Over the next year, influencer marketing will occupy an average of 40% of premium fashion brands’ marketing budgets – for 87% this represents an increase in spending on the channel year-on-year. Despite this, respondents don’t feel they have the metrics to prove the real business value of influencer marketing. Only one in five say they understand influencers’ impact on sales.
As a result, just one quarter (25%) of premium fashion marketers attempt to illustrate the impact of marketing with directly driven sales as opposed to a 48% average across other industries. This view is not made clearer by the fact 30% of premium fashion marketers are using last click attribution reporting, with only 10% relying purely on first click.
Less than a quarter of mainstream fashion marketers believe that the influencers they work with are entirely concerned by measurement metrics like brand awareness, brand reach and site traffic generated and this rises to 56% among premium fashion marketers.
Within the influencer marketing channel, the areas premium fashion marketers appear to be most knowledgeable about is how fees are calculated; 44% of them say they understand how they’re calculated.

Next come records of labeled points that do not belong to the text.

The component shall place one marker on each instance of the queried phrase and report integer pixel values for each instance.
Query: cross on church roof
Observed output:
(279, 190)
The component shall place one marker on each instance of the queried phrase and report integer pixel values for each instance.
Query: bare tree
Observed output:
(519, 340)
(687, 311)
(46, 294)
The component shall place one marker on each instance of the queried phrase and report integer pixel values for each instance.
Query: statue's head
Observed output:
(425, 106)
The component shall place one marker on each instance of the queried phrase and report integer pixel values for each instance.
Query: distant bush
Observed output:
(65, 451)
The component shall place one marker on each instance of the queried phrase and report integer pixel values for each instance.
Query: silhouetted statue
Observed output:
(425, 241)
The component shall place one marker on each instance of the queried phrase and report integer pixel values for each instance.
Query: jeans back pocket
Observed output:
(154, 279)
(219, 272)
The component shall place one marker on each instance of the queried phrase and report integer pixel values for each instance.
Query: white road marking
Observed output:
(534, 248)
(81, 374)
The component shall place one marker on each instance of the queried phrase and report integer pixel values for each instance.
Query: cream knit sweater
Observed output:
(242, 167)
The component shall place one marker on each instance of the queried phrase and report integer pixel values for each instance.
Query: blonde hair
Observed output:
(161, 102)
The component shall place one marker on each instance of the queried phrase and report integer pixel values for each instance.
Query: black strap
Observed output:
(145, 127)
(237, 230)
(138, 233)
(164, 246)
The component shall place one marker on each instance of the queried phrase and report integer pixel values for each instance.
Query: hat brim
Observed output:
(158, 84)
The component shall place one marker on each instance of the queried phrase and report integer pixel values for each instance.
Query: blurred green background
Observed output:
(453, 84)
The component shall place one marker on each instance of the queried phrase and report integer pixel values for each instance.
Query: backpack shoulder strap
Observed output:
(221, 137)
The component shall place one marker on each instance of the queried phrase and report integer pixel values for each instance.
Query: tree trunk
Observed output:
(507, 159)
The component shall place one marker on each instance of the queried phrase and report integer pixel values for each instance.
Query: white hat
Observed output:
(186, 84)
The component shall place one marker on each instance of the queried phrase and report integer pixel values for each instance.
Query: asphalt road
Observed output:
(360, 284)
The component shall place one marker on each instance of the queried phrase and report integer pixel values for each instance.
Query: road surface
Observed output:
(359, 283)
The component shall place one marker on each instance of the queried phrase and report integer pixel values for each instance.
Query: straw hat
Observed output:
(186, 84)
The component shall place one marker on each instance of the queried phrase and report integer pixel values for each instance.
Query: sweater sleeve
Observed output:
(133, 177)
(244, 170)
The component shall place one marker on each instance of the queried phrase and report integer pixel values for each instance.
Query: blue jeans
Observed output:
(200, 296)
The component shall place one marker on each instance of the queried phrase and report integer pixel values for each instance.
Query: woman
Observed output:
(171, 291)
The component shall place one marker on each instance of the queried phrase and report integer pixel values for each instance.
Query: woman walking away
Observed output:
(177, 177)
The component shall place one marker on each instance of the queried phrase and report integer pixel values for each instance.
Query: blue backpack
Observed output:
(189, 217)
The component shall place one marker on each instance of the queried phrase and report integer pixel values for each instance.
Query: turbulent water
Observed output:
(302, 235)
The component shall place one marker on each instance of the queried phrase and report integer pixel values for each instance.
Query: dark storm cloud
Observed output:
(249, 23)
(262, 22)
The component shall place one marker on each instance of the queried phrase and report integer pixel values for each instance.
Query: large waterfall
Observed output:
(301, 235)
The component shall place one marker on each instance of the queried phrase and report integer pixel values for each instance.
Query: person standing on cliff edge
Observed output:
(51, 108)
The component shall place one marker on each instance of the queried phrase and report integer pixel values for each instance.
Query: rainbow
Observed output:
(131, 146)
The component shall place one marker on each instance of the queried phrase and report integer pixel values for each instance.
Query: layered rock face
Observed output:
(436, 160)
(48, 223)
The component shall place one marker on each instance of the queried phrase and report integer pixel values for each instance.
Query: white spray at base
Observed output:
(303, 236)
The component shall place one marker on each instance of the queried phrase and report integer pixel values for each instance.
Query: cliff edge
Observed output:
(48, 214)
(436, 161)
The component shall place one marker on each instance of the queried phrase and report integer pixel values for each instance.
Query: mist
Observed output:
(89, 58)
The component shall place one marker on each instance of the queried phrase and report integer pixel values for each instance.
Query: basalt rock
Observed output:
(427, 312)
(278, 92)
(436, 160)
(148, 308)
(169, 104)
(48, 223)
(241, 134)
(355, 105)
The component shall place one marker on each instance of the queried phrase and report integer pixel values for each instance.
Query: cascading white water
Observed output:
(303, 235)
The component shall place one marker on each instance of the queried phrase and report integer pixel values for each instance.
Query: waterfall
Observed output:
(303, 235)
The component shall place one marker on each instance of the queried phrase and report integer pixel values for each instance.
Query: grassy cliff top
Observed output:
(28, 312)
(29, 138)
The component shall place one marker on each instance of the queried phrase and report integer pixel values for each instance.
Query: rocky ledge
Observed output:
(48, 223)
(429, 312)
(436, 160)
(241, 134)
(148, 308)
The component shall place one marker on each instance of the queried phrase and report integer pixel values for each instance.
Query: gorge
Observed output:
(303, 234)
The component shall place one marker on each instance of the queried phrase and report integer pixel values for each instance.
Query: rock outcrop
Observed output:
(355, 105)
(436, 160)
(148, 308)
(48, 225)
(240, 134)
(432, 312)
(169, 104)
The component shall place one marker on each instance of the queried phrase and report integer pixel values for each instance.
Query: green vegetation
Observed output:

Most (44%) premium fashion marketers are using a pay-per-post model and the same proportion admit that posts have increased 30-50% in cost since last year, with a further 19% of marketers seeing an increase of 70-80% in the prices of their posts.
Marketers report that they would be prepared to spend more on influencer marketing on the condition that return on investment becomes a little more tangible; 50% of premium fashion marketers want to see a transparent and reportable contribution to sales and 44% want to see the impact of influencer activity across the wider consumer purchasing journey.
James Collins, Rakuten Marketing’s SVP/managing director, global attribution, comments, “Influencers are famous at Fashion Week, attracting lots of attention from the media and across social. The collections they’re wearing are the items consumers want to buy now. However, fashion marketers have become dependent on these influencers without measuring their impact fully and many don’t have a proper understanding of what they help them to achieve from a sales perspective. Without an understanding of how influencers contribute to the consumer purchase journey, fashion marketers could be paying well over the odds or equally be undervaluing their influencer relationships. We need to ensure the bubble around influencer marketing doesn’t burst by putting proper measurement in place. Events like fashion week are a perfect opportunity to chart influence and show how important influencer marketing is in the marketing mix.”
Methodology
Rakuten Marketing conducted research with Morar Research in July 2017 among 200 marketers across the UK working directly on influencer programmes. The research categorised respondents by industry including Premium Fashion, Mainstream Fashion, Premium Beauty, Mainstream Beauty, Homewares, Other Retail, Electronics, Travel, FMCG.